Dim strADsPath 'ADsPath of the first level OU

Dim strADsSubPath 'ADsPath of the second level OU

Dim adsRootDSE 'aDSRootDSE object

Dim adsContainer, adsSubContainer, adsOU 

'variables representing AD container objects

'***************************************************************

'*** Connect to the current domain

Set adsRootDSE = GetObject("LDAP://rootDSE")

strDomainDN = adsRootDSE.Get("defaultNamingContext")

'***************************************************************

'*** Connect to the top level OU

strOU1 = WScript.Arguments(0)

strADsPath = "LDAP://OU=" & strOU1 & "," & strDomainDN

Set adsContainer = GetObject(strADsPath)

On Error Resume Next

arrOUTier2 = Array("Accounts", "Resources")

arrOUTier3a = Array("Users", "ServiceAccounts", "Groups", "Admins")

arrOUTier3b = Array("Workstations", "Servers")

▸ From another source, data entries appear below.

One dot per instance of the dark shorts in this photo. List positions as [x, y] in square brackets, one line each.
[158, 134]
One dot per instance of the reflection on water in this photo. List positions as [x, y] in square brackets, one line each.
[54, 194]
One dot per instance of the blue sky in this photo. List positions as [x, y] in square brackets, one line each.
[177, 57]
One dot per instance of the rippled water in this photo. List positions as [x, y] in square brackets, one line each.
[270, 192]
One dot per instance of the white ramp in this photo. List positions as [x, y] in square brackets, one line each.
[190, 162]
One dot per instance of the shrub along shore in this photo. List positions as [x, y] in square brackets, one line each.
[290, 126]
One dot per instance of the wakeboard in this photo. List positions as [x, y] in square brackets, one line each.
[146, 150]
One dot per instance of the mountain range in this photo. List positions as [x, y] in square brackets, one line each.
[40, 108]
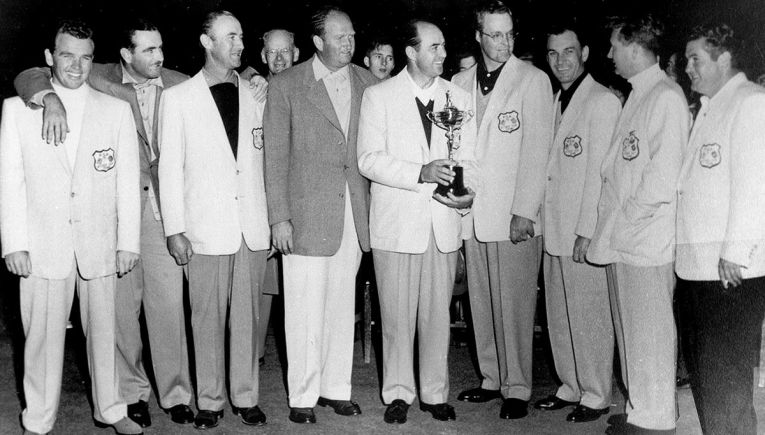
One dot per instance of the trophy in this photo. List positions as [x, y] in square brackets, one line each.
[451, 119]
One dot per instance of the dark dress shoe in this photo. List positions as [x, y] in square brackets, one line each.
[207, 419]
[479, 395]
[181, 414]
[342, 407]
[302, 415]
[552, 402]
[583, 414]
[139, 413]
[396, 412]
[513, 409]
[439, 411]
[252, 415]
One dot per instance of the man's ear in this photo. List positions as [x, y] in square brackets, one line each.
[48, 57]
[318, 43]
[126, 55]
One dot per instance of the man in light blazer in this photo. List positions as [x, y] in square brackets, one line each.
[721, 232]
[69, 217]
[578, 313]
[415, 234]
[318, 207]
[635, 233]
[513, 105]
[157, 281]
[214, 214]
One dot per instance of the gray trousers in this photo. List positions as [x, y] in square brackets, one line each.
[502, 281]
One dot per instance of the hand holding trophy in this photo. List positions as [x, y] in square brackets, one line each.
[451, 119]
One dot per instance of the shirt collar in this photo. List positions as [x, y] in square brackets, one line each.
[487, 79]
[424, 94]
[728, 88]
[320, 71]
[645, 79]
[129, 79]
[567, 94]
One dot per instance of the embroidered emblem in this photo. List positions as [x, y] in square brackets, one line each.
[572, 146]
[103, 160]
[630, 148]
[257, 138]
[710, 156]
[509, 121]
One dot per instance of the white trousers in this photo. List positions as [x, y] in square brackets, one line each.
[45, 306]
[319, 305]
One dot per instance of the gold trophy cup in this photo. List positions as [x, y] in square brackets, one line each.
[451, 119]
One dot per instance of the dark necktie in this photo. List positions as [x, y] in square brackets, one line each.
[426, 124]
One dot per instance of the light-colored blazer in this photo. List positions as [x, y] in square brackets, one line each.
[721, 203]
[309, 161]
[514, 140]
[56, 212]
[638, 200]
[582, 137]
[205, 192]
[107, 78]
[392, 150]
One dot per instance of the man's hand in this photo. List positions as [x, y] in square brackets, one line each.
[55, 127]
[259, 87]
[521, 229]
[180, 248]
[730, 273]
[18, 263]
[458, 202]
[580, 249]
[281, 237]
[126, 261]
[438, 171]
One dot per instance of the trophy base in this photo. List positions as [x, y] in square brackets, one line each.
[457, 186]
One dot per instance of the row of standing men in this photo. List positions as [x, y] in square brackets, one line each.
[574, 157]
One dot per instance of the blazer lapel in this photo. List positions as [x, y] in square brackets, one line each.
[318, 96]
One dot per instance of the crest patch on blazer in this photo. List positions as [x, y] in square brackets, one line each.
[710, 156]
[572, 146]
[509, 121]
[630, 146]
[257, 138]
[103, 160]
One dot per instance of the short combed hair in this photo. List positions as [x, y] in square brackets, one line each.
[266, 36]
[561, 25]
[319, 19]
[378, 41]
[489, 7]
[719, 38]
[134, 25]
[210, 18]
[72, 27]
[644, 30]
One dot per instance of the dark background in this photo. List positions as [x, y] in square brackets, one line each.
[25, 26]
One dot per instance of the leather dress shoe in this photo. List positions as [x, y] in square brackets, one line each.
[583, 414]
[342, 407]
[252, 416]
[396, 412]
[552, 403]
[479, 395]
[631, 429]
[181, 414]
[439, 411]
[302, 415]
[207, 419]
[139, 413]
[513, 409]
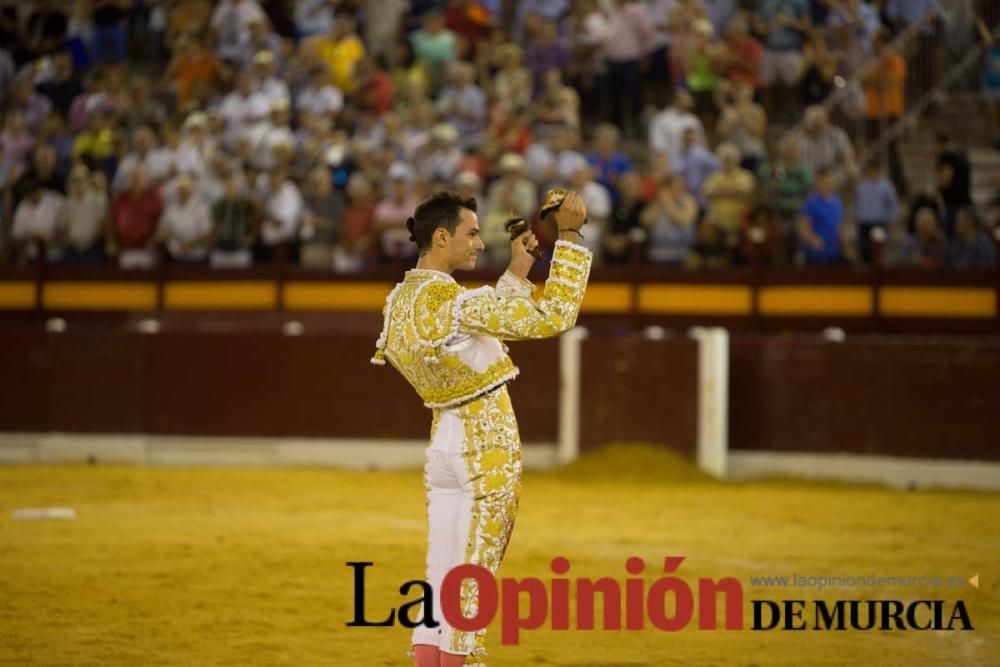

'***************************************************************

'*** Populate the OU structure

For Each strOU2 in arrOUTier2

Set adsOU = adsContainer.Create("OrganizationalUnit", "OU=" & strOU2)

adsOU.SetInfo

If ErrCheck(Err, strOU2) <> 2 Then

strADsSubPath = "LDAP://OU=" & strOU2 & ",OU=" & strOU1 & "," & strDomainDN

Set adsSubContainer = GetObject(strADsSubPath)

Select Case strOU2

Case "Accounts"

For Each strOU3 in arrOUTier3a

Set adsOU = adsSubContainer.Create("OrganizationalUnit", "OU=" & strOU3)

adsOU.SetInfo

Call ErrCheck(Err, strOU3)

Next

Case "Resources"

For Each strOU3 in arrOUTier3b

Set adsOU = adsSubContainer.Create("OrganizationalUnit", "OU=" & strOU3)

adsOU.SetInfo

Call ErrCheck(Err, strOU3)

Next

End Select

End If

Next

On Error GoTo 0

Set adsOU = Nothing

Set adsContainer = Nothing

'***************************************************************

'*** Error checking function

Function ErrCheck(objErr, strObj)

If objErr.Number <> 0 Then

'if the object already exists

If objErr.Number = &H80071392 Then

WScript.Echo "The OU " & strObj & " already exists"

ErrCheck = 1

Else

WScript.Echo "Unexpected error " & objErr.Description

ErrCheck = 2

End If

Else

ErrCheck = 0

End If

objErr.Clear

End Function

]]>

</script>

</job>
 

Running the Hack

To execute the script, open a command prompt, change to the directory in which CreateOUs.wsf resides, and type cscript.exe //nologo CreateOUs.wsf "OUName", where OUName is the name of the top-level OU. If OUName does not already exist, you'll get an error. To illustrate how this script works, I first created an OU named Boston in the mtit.com domain and then ran cscript.exe //nologo CreateOUs.wsf "Boston" from the command line.